Each smart contract on ICP can store up to 400GB of data. This data is native smart contract data, which means you can easily access the data directly from the smart contract without calling data provider services such as IPFS or Arweave. The cost of this smart contract data storage is $5/GB/year. This means you can store videos, high-resolution images, or 3D models directly on-chain.

6. Development based on WASM

WASM means that developers can build smart contracts using TypeScript, Python, or Rust (there is also Motoko, a proprietary language built for ICP smart contracts that is similar to TypeScript). This also means that you can bring in existing Rust/TS/Python libraries to build smart contracts on ICP.

7. Hosting a website from your smart contract

ICP smart contracts can natively host front-end websites. This means you can build fully decentralized full-stack applications on ICP (backend smart contracts, assets completely on-chain, front-end hosted from your smart contracts, back-end APIs hosted in your smart contracts). This means you can deploy a Bitcoin full node on ICP and then host a decentralized Bitcoin browser directly from the smart contract (no one has done this yet, but it is possible now, let me know if you want to research this).

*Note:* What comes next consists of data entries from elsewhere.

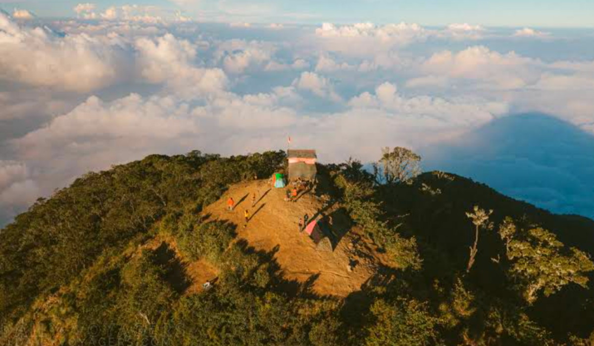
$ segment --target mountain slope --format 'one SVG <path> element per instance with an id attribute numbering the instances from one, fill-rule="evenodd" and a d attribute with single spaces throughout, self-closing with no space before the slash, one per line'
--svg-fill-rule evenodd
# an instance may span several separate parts
<path id="1" fill-rule="evenodd" d="M 356 161 L 319 166 L 315 192 L 289 202 L 268 180 L 285 165 L 283 152 L 151 155 L 40 200 L 0 233 L 0 344 L 588 342 L 587 255 L 567 265 L 584 287 L 562 282 L 526 301 L 530 277 L 513 271 L 498 230 L 505 217 L 520 240 L 549 230 L 563 260 L 572 246 L 594 252 L 592 220 L 443 172 L 377 185 Z M 467 272 L 475 205 L 493 209 L 494 227 Z M 331 249 L 298 231 L 306 213 Z"/>

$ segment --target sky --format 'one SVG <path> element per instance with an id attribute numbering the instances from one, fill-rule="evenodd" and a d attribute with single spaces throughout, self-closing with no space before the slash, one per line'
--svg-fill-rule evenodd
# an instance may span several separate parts
<path id="1" fill-rule="evenodd" d="M 289 135 L 594 218 L 593 5 L 489 4 L 0 0 L 0 225 L 89 171 Z"/>
<path id="2" fill-rule="evenodd" d="M 0 0 L 5 9 L 23 8 L 45 17 L 69 17 L 78 4 L 65 0 Z M 131 4 L 113 0 L 93 4 L 101 10 Z M 216 21 L 410 21 L 427 26 L 470 21 L 489 26 L 594 27 L 594 2 L 590 0 L 150 0 L 134 4 L 181 11 L 194 18 Z"/>

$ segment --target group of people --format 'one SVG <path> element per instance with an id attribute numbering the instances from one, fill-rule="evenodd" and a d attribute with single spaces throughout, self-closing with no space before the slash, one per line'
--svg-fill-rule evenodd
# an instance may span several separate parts
<path id="1" fill-rule="evenodd" d="M 305 214 L 303 217 L 299 218 L 299 231 L 302 232 L 307 227 L 307 221 L 309 220 L 309 215 Z"/>
<path id="2" fill-rule="evenodd" d="M 311 182 L 299 179 L 291 182 L 291 187 L 285 191 L 286 196 L 285 200 L 287 202 L 296 202 L 297 198 L 302 191 L 307 191 L 311 188 Z"/>
<path id="3" fill-rule="evenodd" d="M 252 208 L 254 208 L 256 205 L 256 193 L 254 192 L 252 193 Z M 229 199 L 227 199 L 227 208 L 229 211 L 233 211 L 235 209 L 235 201 L 233 197 L 229 197 Z M 251 218 L 248 209 L 246 209 L 244 211 L 244 217 L 245 218 L 245 224 L 244 225 L 244 227 L 245 227 L 248 226 L 248 221 Z"/>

8. Users do not need to pay Gas fees

ICP uses a reverse gas model, which means that all transactions are sponsored by default. Developers pay for compute, hosting, and storage, and users don't have to worry about paying fees. This makes it very easy to build great user experiences because users don't have to acquire any tokens to pay for gas/network fees. This is even more practical on ICP because the fees are so small, so abstracting them away from users is the best path for developers.

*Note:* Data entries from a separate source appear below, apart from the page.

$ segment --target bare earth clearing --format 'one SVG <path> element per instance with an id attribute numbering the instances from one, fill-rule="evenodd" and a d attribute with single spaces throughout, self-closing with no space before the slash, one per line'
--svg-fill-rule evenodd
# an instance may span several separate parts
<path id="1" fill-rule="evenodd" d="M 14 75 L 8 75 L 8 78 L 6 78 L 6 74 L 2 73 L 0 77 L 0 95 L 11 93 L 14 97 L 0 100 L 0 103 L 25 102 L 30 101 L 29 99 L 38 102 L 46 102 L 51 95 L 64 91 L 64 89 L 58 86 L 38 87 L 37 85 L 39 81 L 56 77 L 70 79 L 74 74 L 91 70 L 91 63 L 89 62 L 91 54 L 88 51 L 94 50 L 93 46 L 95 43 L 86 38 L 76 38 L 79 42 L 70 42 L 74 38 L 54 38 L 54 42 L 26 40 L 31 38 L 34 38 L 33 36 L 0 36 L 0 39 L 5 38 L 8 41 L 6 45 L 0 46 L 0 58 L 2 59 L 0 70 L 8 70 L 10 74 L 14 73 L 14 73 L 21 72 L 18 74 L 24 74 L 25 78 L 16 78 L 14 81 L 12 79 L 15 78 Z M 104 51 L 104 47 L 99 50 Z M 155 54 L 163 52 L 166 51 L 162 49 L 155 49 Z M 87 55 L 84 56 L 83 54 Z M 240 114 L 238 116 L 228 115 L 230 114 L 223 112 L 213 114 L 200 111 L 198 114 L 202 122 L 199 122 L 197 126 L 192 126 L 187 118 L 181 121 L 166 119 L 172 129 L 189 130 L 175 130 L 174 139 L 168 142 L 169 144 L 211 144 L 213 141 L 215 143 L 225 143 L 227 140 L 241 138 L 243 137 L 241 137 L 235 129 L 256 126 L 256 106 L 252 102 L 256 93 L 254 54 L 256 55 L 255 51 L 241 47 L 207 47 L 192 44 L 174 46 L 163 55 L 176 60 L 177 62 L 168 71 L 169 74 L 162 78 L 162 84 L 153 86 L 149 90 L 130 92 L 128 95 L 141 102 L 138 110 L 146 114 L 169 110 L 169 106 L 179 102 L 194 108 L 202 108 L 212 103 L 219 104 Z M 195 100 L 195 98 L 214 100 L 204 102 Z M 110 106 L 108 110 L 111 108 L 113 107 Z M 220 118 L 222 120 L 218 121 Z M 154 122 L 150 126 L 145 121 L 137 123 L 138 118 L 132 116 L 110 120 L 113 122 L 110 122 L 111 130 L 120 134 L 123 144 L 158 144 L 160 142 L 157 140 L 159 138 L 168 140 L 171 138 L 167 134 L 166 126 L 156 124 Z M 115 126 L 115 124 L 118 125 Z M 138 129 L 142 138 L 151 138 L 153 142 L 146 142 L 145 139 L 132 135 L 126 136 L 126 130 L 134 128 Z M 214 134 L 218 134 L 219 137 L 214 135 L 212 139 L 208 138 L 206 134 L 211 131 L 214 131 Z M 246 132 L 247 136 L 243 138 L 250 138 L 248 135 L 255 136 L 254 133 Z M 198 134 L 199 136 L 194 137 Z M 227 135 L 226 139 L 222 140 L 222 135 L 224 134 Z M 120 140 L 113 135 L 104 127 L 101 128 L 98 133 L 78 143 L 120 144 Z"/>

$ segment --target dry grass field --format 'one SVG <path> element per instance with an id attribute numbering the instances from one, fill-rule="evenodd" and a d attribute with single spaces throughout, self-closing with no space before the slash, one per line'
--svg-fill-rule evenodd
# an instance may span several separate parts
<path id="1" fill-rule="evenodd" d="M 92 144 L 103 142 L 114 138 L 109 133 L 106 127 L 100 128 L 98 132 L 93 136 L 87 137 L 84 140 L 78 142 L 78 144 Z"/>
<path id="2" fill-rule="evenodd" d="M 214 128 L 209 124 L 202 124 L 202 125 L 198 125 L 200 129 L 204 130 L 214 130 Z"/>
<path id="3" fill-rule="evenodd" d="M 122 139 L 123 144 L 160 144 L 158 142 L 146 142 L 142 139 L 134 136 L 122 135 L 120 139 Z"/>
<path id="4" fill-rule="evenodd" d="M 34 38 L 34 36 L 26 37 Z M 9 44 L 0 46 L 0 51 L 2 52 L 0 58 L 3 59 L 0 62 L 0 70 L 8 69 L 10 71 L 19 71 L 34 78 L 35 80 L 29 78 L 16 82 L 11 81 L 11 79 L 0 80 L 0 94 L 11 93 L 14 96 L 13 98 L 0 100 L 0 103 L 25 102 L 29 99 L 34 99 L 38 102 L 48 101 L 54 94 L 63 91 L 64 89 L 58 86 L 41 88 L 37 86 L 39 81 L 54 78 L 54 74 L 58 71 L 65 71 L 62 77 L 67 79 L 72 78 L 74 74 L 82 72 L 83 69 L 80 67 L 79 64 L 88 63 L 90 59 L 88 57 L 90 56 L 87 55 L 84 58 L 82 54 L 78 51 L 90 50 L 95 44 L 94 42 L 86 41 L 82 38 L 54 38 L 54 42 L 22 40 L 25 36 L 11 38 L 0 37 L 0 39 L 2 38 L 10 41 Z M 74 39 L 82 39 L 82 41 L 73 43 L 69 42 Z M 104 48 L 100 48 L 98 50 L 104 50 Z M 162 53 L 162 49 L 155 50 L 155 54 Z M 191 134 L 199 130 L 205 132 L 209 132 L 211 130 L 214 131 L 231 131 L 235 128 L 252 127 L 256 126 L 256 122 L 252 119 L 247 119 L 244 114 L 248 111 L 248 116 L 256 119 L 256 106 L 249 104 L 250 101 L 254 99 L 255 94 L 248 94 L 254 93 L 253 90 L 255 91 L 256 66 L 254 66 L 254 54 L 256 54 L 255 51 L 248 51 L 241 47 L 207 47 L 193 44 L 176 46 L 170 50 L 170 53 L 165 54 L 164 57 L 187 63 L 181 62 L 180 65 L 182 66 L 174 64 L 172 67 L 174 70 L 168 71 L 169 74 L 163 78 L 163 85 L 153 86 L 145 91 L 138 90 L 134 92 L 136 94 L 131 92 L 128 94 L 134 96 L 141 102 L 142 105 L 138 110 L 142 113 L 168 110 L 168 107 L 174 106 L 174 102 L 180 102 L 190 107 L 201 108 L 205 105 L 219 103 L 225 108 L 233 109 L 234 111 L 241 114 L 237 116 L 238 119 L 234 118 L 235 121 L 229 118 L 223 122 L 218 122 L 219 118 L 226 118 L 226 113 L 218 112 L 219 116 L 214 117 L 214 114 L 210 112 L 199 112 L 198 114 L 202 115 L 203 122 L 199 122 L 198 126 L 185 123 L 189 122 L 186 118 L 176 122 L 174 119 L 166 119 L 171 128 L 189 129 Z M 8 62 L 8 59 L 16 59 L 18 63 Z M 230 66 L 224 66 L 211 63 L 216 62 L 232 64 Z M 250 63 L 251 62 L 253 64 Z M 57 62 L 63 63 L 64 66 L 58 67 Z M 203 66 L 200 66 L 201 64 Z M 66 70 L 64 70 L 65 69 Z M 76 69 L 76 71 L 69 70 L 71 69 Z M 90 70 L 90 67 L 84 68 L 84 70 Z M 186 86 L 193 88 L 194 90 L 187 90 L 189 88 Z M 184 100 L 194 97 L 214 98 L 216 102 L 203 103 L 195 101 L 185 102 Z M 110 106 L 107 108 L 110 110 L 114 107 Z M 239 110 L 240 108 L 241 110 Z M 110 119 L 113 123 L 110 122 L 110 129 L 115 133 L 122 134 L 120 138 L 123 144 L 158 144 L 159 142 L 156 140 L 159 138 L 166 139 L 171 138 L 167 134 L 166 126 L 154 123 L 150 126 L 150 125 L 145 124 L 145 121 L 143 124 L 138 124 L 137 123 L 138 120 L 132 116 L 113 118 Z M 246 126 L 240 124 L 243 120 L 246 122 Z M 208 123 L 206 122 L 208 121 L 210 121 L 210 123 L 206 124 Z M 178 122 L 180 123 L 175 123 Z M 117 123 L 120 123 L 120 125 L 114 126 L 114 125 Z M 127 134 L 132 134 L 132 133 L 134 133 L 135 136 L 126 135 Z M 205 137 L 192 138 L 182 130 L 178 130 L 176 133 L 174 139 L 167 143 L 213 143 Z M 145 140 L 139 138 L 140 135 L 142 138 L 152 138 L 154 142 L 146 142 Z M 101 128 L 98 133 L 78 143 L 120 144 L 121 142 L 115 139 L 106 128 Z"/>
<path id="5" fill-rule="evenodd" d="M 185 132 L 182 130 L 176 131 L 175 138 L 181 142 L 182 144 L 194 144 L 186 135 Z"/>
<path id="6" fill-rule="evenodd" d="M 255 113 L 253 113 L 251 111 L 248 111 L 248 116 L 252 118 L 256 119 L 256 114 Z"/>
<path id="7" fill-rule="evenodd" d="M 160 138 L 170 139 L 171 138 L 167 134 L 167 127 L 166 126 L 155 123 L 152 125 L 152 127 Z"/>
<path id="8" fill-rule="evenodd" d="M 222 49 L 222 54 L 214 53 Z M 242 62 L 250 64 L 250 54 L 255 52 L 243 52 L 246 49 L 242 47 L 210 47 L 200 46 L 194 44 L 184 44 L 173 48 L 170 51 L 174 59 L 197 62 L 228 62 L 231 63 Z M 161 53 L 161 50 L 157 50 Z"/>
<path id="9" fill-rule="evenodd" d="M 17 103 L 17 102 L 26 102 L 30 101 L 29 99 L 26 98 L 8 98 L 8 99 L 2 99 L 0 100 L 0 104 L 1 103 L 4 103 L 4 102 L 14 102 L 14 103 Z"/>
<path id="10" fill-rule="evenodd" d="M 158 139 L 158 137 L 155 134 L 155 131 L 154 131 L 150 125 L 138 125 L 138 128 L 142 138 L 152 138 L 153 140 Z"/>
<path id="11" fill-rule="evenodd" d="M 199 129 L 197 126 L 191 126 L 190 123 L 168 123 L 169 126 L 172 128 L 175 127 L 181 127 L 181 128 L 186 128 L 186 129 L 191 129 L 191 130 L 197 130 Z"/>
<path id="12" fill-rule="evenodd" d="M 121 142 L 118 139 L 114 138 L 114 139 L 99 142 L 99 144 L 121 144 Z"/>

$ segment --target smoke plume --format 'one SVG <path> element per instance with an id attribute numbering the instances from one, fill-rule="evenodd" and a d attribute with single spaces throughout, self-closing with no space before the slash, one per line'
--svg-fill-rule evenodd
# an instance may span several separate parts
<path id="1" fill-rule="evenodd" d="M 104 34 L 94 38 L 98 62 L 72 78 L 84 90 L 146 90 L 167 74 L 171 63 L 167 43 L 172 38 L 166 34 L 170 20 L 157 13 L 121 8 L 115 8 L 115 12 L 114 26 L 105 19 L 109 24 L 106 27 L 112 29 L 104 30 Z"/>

9. Decentralized Oracles and Indexers

ICP smart contracts can make http calls directly from the smart contract. This means you can build your own oracles. If you want to get price feeds, sports data, election results, or floor prices, you can do it all in your own custom oracle on ICP. You have the flexibility to make it as powerful and decentralized as possible. In addition to oracles, you can also build decentralized indexers for the Bitcoin meta-protocol. I already know of a team running a decentralized Runes indexer on ICP. This means the indexer code runs in a decentralized smart contract. Centralized indexers are one of the main tradeoffs of meta-protocols. You get essentially unlimited computation, but at the cost of having all computation done off-chain with a centralized indexer. 10.

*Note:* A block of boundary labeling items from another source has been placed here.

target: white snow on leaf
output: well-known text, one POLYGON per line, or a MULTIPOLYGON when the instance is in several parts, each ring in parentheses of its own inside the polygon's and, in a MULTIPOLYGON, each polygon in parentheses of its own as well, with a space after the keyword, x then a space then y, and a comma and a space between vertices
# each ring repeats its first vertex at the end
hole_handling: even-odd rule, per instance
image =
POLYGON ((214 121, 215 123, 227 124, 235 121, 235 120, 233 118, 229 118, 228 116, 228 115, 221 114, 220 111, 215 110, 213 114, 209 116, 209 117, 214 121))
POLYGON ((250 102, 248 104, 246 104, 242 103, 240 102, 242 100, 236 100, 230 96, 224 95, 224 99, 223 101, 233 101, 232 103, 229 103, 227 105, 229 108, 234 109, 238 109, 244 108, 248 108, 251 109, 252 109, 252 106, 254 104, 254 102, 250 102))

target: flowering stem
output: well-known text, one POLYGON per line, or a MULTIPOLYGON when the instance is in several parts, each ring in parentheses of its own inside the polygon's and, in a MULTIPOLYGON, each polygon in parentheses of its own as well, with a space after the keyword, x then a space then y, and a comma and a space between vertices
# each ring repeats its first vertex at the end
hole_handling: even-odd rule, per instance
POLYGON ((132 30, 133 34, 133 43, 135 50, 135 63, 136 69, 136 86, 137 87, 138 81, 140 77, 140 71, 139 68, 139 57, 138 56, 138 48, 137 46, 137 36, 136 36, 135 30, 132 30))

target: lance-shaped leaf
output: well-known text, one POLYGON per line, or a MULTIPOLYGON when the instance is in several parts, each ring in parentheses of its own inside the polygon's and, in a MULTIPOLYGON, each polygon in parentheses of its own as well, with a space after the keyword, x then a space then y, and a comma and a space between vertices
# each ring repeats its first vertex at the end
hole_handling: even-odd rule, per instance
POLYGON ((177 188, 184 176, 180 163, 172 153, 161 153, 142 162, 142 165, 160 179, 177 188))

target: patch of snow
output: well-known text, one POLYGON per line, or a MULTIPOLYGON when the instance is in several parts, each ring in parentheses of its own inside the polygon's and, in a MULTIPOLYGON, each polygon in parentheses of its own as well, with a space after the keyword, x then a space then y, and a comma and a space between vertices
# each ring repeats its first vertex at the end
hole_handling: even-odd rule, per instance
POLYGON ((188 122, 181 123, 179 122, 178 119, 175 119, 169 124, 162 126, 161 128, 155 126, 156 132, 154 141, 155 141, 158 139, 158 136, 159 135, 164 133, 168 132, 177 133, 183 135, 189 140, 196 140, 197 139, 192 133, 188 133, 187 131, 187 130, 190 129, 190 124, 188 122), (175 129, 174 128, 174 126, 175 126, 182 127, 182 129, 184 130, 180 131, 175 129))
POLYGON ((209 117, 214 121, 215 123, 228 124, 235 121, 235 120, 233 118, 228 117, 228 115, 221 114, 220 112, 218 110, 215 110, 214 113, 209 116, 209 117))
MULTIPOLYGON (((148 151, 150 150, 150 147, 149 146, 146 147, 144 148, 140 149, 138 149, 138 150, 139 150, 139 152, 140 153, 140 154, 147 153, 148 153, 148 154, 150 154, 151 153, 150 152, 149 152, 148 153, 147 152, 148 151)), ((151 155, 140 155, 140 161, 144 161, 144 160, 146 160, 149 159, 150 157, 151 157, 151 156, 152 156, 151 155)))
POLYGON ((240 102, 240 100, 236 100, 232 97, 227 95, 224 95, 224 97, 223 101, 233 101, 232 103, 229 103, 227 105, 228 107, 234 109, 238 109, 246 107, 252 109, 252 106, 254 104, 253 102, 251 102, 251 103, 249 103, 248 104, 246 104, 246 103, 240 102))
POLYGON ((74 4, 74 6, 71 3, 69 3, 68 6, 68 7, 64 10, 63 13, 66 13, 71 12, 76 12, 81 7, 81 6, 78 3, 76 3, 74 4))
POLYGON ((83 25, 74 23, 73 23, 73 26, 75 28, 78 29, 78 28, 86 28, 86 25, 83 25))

10. Repeated automation processes on the chain

ICP smart contracts have the ability to schedule cron jobs (or recurring processes) directly on-chain. This means you can build chain hooks that watch for certain events on Bitcoin, and then respond in some way with your smart contract code. So you could watch the Bitcoin blockchain to see if someone inscribes a specific ordinal, and then you could programmatically send them Runes to inscribe that ordinal. This would all happen in a decentralized, on-chain smart contract.

summary

ICP is a general purpose protocol that aims to be a decentralized web services blockchain that provides computing, hosting, and storage in a blockchain environment. ICP is a Bitcoin sidechain because you can bridge Bitcoin, Ordinals, Runes, and BRC-20 to ICP, you can sign Bitcoin L1 transactions natively from ICP smart contracts, and you can use smart contract calls to pull Bitcoin data natively from on-chain Bitcoin light nodes. ICP has excellent Bitcoin integration technology (threshold signatures, Bitcoin bridge, ordinal bridge, Bitcoin light node, oracle, decentralized indexer), making it very easy for developers to build Bitcoin applications.